Several unexpected outcomes were the recognition that our SARE trial received. First, Southern Region SARE chose it for their annual Highlights (in press). Second, there have been several requests for popular press articles related to these trials. One of these has been published in the Virginia Shepherd (January) and another is pending Mid-Atlantic Meat Goat and Lamb Marketing Cooperative newsletter (drafted). Third, the paper and presentation of this work by Ms. Michaela Dismann received a second place in the graduate student competition the Association of Research Directors 13th Biennial Research Symposium (March). Fourth, enthusiastic producer response has spurred a desire for detailed parasite control programs.
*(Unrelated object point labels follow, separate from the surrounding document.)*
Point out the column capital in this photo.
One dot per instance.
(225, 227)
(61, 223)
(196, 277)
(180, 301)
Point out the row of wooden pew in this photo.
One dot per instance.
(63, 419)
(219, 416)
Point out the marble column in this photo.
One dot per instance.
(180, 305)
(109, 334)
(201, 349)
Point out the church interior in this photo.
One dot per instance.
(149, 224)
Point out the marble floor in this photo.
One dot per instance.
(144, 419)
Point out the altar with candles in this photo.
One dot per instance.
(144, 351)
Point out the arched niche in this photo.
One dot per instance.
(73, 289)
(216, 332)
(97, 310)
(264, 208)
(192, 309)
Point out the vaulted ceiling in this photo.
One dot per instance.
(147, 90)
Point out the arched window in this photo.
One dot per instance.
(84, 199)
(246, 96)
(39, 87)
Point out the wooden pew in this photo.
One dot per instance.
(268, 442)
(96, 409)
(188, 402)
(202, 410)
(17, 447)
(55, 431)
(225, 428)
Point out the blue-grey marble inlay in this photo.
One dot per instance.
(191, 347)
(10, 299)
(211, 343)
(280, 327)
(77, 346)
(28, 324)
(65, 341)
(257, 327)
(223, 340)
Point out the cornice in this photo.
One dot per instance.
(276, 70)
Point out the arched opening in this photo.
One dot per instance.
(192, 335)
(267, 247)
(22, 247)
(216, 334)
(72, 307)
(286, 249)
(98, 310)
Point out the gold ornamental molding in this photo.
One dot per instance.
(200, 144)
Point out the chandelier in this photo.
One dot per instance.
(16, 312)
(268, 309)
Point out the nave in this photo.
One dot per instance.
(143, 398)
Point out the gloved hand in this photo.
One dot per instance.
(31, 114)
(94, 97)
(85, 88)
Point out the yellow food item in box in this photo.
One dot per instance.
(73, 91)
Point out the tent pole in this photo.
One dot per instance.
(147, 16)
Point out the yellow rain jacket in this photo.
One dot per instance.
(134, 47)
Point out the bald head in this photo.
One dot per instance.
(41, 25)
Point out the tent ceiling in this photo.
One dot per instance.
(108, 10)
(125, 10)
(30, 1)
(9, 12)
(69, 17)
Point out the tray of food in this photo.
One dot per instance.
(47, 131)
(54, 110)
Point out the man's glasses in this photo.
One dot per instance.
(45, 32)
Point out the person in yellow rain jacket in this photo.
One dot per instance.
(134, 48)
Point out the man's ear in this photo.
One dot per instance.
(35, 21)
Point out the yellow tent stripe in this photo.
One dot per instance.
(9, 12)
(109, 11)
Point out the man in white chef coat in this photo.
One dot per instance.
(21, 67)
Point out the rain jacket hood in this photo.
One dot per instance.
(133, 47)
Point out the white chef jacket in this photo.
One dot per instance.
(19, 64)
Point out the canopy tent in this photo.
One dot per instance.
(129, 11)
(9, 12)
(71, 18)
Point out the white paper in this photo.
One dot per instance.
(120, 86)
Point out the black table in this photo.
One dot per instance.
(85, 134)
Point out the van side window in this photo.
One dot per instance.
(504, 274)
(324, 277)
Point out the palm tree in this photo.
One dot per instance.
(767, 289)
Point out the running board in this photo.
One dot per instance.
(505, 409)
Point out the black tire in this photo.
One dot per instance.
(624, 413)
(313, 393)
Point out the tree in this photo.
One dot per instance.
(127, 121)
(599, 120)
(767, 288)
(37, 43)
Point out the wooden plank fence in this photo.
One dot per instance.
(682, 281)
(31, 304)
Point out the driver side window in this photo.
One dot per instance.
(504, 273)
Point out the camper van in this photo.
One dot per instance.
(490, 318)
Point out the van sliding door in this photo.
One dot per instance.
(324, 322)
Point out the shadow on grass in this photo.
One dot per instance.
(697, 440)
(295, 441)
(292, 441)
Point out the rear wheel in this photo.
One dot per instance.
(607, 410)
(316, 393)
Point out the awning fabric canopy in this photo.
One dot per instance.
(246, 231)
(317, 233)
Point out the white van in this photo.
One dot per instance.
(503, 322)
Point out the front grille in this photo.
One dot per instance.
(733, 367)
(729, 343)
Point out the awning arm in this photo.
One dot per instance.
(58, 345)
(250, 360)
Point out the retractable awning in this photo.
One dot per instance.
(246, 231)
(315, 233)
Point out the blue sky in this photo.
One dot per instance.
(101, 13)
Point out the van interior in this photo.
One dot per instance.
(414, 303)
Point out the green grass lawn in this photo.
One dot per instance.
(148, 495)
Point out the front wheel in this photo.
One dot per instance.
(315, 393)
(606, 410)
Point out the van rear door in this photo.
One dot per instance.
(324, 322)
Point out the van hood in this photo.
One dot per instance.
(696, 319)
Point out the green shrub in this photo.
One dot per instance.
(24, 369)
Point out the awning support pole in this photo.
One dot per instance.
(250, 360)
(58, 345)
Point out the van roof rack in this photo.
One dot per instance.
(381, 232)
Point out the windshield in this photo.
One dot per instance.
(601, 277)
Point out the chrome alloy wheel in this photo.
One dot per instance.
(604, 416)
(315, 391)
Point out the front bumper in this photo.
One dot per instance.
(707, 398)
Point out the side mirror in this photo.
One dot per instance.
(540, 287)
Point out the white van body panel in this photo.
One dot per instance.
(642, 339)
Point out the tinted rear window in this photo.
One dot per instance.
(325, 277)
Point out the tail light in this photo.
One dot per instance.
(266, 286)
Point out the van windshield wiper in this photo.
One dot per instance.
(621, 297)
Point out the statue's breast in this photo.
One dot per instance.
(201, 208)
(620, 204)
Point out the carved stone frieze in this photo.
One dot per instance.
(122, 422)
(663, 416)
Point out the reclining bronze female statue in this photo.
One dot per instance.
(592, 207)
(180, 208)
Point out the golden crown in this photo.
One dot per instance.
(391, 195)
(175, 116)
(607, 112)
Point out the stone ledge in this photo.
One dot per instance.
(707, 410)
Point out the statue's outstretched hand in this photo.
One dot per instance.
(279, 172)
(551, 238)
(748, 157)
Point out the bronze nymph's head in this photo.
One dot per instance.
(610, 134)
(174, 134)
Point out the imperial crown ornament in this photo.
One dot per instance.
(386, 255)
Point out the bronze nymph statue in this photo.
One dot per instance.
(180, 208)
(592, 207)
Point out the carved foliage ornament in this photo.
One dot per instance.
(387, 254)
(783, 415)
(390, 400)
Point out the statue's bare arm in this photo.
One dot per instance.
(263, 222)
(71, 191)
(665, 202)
These programs are now emphasizing a selective reduction in the use of anthelmintics and non-chemical approaches.
There are direct and indirect cost savings to producers as a result of these trials. Direct savings are realized by discontinuing ineffective parasite control programs. In our survey, the average cost of anthelmintic was about $0.60 a treatment. Combined with on-farm testing results, it suggests that producers are spending between $1 and $3 per head annually on treatments that have little or no effect. With about 100 head per farm, this is a significant direct savings. In directly, parasite burden reduce weight gain and ineffective treatments would not remove parasites. Studies have suggested potential losses of 5 – 10 lbs per head for market lambs and kids. With current prices at $1 or more per pound, this represents considerable lost potential gain.
Producer response has been excellent. The producers that have participated in the survey spurred an accelerated outreach effort. Over 30 outreach programs have now been given. There are numerous requests for addition programs, which will continue throughout the foreseeable future. This effort is not unique to Virginia, as similar efforts are underway in a number of southern and mid-Atlantic states.
Areas needing additional study
The results of this study indicate that anthelmintic resistance is widespread, and small ruminant producers are eager for alternative parasite control options. Unfortunately the options are complex and relatively untested. There is a serious need for additional research in two areas: epidemiological methods of control for grazing ruminants and immuno-genetics of parasite tolerance.